O deputado federal do PMDB do Rio de Janeiro, Eduardo Cunha, num arroubo de anjo vingador (não seria demônio?) conclamou os evangélicos a se unirem contra a ministra dizendo que ela deveria estar em Sodoma e Gomorra. Ora, sabendo que Deus usou sua ira contra essas cidades e, antes dos EUA, usou armas de destruição em massa, matando pecadores de toda espécie, entre eles mulheres grávidas ou não, crianças, bebês, idosos, etc, é de se supor que o referido deputado esteja torcendo pela morte da ministra. Não vamos tentar entender os desígnios de Deus nessa história. Não é esse o caso. Esse tema é para ser discutido nas escolas dominicais, nas Igrejas para quem tem paciência de frequentá-las.

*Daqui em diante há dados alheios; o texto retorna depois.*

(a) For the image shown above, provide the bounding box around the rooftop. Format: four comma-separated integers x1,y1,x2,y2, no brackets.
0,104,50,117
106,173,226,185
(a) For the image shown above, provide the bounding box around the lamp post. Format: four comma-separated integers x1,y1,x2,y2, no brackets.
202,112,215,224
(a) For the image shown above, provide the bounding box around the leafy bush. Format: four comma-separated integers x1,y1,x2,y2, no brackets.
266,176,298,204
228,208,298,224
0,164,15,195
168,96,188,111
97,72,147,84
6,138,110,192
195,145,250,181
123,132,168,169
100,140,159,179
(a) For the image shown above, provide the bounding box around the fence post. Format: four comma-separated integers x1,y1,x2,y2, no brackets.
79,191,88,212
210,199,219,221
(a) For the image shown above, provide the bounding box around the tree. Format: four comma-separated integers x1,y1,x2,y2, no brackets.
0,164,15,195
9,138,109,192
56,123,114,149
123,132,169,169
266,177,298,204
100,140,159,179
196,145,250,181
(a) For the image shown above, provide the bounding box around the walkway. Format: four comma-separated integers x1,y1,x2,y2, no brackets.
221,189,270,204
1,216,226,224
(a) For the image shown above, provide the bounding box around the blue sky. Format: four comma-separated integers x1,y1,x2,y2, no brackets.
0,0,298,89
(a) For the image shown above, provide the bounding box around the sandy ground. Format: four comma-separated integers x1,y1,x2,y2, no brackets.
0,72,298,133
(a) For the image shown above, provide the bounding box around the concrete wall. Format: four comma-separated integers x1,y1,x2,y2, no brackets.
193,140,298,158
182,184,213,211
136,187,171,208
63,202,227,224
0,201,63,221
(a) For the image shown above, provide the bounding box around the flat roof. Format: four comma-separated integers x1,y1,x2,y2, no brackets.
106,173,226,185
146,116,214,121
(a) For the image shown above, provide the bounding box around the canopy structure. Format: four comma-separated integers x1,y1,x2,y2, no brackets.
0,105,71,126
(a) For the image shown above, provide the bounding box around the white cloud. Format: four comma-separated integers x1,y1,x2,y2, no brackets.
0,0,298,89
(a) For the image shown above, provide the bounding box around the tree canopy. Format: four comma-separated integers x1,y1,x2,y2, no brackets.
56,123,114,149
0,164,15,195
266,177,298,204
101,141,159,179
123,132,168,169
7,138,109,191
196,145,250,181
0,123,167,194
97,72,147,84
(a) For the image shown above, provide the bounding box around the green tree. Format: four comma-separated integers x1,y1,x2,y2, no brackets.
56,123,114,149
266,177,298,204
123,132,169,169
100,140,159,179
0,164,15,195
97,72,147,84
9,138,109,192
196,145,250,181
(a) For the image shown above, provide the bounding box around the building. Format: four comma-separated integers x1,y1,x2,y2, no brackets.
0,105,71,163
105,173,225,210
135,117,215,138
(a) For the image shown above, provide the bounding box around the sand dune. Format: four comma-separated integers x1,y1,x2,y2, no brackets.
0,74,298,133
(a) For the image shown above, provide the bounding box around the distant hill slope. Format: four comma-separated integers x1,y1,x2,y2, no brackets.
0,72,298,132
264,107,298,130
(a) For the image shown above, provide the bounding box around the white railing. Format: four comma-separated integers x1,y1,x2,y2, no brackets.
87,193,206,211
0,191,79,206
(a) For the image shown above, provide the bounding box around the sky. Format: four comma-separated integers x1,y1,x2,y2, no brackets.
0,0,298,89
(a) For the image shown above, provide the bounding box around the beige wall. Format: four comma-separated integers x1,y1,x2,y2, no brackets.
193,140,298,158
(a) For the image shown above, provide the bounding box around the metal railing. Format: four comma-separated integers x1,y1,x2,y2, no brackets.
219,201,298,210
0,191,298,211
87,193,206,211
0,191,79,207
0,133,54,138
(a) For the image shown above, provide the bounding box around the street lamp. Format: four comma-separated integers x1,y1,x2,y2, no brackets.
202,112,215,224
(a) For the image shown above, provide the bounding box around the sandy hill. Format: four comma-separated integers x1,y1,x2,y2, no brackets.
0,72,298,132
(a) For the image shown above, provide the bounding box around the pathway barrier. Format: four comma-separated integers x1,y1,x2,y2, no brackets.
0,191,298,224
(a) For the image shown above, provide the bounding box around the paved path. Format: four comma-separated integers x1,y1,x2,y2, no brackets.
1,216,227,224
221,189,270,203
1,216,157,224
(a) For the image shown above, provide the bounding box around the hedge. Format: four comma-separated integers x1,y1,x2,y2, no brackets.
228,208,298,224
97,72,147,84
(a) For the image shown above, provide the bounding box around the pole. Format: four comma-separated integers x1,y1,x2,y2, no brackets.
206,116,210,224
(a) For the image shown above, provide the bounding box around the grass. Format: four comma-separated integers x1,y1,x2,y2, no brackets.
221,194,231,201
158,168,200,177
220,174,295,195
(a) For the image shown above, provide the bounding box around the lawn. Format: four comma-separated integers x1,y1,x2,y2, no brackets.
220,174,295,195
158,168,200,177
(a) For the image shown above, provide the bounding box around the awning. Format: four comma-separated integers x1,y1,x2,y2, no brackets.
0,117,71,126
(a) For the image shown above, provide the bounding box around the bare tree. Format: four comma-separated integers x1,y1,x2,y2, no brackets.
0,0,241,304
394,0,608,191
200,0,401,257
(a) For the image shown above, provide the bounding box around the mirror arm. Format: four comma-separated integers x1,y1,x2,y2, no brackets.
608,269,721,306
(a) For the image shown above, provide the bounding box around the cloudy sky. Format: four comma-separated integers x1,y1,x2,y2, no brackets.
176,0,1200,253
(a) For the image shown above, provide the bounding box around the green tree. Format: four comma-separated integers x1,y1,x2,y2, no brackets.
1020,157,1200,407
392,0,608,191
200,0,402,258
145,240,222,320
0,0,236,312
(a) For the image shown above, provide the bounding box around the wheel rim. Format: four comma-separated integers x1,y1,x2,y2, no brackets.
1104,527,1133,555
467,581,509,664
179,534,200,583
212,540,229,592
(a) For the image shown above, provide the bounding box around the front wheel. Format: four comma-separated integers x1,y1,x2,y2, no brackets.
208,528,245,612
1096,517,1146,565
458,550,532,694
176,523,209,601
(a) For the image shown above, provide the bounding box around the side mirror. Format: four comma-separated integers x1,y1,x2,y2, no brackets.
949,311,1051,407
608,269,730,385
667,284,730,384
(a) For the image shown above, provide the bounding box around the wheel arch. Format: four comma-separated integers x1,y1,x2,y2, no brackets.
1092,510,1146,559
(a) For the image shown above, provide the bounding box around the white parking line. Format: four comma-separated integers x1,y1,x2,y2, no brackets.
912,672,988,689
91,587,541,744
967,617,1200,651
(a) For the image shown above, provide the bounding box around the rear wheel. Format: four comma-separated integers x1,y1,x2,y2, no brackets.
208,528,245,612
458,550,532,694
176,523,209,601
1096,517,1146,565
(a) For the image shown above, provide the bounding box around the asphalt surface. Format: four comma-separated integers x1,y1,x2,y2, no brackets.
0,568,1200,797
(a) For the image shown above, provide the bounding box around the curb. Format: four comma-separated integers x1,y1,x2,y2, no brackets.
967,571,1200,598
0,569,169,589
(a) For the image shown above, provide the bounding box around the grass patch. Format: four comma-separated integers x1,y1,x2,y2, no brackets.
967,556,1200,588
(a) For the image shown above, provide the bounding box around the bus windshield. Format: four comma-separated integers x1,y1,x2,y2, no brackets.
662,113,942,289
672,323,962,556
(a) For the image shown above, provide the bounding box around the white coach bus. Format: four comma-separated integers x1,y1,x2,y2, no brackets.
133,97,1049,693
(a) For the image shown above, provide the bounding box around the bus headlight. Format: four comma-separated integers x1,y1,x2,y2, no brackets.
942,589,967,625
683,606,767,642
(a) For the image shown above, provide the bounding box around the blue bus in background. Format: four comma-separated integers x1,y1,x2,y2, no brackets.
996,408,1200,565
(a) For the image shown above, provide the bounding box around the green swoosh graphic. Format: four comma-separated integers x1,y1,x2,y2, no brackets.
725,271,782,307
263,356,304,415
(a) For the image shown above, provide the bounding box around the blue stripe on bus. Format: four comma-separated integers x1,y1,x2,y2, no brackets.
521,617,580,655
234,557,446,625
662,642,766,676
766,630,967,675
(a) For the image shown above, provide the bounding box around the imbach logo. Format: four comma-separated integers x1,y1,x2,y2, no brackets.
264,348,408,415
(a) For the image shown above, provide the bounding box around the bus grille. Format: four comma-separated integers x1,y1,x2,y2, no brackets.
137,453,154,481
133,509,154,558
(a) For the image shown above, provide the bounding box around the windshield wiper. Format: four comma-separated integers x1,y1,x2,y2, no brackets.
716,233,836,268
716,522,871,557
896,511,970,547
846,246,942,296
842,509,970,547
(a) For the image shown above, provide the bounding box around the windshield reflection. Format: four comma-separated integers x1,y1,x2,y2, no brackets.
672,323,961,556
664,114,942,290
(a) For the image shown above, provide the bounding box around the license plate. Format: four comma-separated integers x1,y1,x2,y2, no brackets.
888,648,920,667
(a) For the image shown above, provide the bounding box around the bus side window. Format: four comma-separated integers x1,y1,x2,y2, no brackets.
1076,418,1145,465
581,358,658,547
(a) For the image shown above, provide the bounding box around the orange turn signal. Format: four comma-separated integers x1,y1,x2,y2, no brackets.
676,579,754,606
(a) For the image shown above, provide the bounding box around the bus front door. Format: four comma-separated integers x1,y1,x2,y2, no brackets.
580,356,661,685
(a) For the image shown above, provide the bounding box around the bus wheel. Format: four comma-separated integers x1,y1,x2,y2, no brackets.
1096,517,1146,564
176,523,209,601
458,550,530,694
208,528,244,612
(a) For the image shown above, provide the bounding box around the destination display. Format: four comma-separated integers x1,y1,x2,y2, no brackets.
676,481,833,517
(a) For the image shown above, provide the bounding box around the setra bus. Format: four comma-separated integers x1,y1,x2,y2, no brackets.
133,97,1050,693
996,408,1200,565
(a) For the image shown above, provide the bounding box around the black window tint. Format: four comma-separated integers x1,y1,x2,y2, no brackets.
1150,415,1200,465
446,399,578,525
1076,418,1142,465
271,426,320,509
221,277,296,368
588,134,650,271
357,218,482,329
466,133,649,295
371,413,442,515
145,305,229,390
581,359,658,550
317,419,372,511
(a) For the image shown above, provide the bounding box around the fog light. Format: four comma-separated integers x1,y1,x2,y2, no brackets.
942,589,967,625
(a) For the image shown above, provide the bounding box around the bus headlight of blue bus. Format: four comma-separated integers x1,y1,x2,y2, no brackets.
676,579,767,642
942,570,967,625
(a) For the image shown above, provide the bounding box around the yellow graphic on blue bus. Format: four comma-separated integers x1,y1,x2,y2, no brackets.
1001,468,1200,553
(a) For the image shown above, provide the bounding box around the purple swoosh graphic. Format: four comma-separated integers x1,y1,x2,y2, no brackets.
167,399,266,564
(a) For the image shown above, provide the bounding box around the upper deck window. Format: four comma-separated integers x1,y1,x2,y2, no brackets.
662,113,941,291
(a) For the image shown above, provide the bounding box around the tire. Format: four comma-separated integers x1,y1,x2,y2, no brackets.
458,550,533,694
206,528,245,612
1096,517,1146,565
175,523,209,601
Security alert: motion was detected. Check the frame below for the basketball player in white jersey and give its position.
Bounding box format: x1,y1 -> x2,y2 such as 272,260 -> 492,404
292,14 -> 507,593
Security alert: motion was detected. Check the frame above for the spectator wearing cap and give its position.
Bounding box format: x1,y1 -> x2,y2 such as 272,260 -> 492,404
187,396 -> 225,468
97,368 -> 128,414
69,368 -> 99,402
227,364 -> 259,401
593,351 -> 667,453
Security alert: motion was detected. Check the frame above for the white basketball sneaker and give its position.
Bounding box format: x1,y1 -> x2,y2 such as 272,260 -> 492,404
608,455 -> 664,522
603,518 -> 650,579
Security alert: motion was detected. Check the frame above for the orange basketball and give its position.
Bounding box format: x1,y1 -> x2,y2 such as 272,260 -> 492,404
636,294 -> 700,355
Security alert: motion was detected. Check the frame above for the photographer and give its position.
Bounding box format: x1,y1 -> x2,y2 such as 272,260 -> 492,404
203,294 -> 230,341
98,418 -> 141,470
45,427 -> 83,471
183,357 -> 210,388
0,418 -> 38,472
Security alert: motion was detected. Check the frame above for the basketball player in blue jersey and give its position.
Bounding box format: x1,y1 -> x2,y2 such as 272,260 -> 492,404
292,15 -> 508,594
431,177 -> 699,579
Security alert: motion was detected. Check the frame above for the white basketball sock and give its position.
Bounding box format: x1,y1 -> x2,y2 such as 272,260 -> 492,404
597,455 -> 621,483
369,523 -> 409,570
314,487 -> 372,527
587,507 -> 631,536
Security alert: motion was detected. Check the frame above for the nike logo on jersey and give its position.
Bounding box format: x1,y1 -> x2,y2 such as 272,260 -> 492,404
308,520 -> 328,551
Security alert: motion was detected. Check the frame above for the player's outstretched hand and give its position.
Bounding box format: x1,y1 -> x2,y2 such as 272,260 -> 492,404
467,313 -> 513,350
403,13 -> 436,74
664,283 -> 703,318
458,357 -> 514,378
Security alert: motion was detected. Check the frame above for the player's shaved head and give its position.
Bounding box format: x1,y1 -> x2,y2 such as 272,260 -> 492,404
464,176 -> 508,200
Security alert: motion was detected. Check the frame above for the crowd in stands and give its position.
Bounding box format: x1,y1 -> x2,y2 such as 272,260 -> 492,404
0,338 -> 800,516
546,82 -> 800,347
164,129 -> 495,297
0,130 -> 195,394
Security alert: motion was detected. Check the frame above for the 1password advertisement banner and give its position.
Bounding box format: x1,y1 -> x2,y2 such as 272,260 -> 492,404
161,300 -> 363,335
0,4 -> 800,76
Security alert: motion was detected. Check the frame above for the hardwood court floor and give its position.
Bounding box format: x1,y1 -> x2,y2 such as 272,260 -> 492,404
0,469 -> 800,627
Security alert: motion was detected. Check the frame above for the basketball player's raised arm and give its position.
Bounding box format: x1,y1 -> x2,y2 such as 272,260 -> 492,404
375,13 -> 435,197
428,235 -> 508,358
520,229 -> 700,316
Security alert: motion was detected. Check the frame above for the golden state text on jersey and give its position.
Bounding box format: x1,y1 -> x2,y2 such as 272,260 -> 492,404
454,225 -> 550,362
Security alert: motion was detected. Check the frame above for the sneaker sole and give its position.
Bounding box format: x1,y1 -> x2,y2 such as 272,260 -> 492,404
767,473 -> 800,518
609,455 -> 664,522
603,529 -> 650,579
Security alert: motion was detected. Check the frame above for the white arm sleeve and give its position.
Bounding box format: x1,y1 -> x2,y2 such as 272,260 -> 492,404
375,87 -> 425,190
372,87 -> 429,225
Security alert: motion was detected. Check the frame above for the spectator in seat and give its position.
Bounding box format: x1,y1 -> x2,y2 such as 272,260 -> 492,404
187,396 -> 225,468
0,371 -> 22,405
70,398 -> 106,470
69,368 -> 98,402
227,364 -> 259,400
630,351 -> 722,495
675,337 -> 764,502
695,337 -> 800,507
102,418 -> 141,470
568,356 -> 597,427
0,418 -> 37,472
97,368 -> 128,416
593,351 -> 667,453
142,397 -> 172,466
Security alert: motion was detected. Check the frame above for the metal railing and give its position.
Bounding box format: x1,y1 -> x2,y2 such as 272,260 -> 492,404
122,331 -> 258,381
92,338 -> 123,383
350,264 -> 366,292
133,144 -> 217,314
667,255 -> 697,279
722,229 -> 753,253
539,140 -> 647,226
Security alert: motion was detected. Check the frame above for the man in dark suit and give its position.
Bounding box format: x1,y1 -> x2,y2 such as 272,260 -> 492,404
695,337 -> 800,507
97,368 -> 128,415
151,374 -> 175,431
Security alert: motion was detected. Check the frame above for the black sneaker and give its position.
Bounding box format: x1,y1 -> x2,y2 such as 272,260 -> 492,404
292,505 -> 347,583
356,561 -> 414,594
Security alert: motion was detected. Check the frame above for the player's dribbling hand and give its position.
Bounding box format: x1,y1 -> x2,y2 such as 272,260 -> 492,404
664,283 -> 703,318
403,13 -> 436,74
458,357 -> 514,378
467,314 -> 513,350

O que queremos é discutir o aborto. Seu significado hoje, diante dos avanços científicos, e diante da realidade social. Sem hipocrisia, sem maldições entoadas por fanáticos mais interessados em vociferar contra temas como o aborto ou a questão homossexual, mas que ficam caladinhos diante da corrupção e da infinidade de benesses pagas com dinheiro público que, para eles, caem como maná do céu. Não. O silêncio aí é sepulcral. Aí vale o toma lá, dá cá. Nada contra indivíduos como Garotinho, assíduo frequentador das páginas policiais. Sua atuação na quase greve da Polícia Militar do Rio de Janeiro beirou a irresponsabilidade total, mas se ele gritar que o fez para honra e glória do senhor, tudo bem. Vota-se com o governo e se ganha uma concessão de rádio aqui, uma TV acolá e tome doutrina nos fiéis.

A sociedade civil deve se pronunciar. Intelectuais devem sair de seus casulos universitários, com seus incentivos à pesquisa, e contribuir para que a discussão tenha outro nível. Como fez Peter Singer em sua Ética Prática, publicada no original inglês em 1993 (há quase vinte anos), que faz uma bela reflexão sobre a diferença científica entre embrião e feto. Em que momento aquele amontoado de células se torna uma vida eminentemente humana? Seus argumentos apontam para o absurdo de como esse tema é tratado de forma rasa pelos grupos radicais.

Não nos escondemos. Nossa posição é pela ampla discussão da questão, de maneira clara, científica e laica, como preconiza nossa constituição dando cidadania a cada vez mais pessoas.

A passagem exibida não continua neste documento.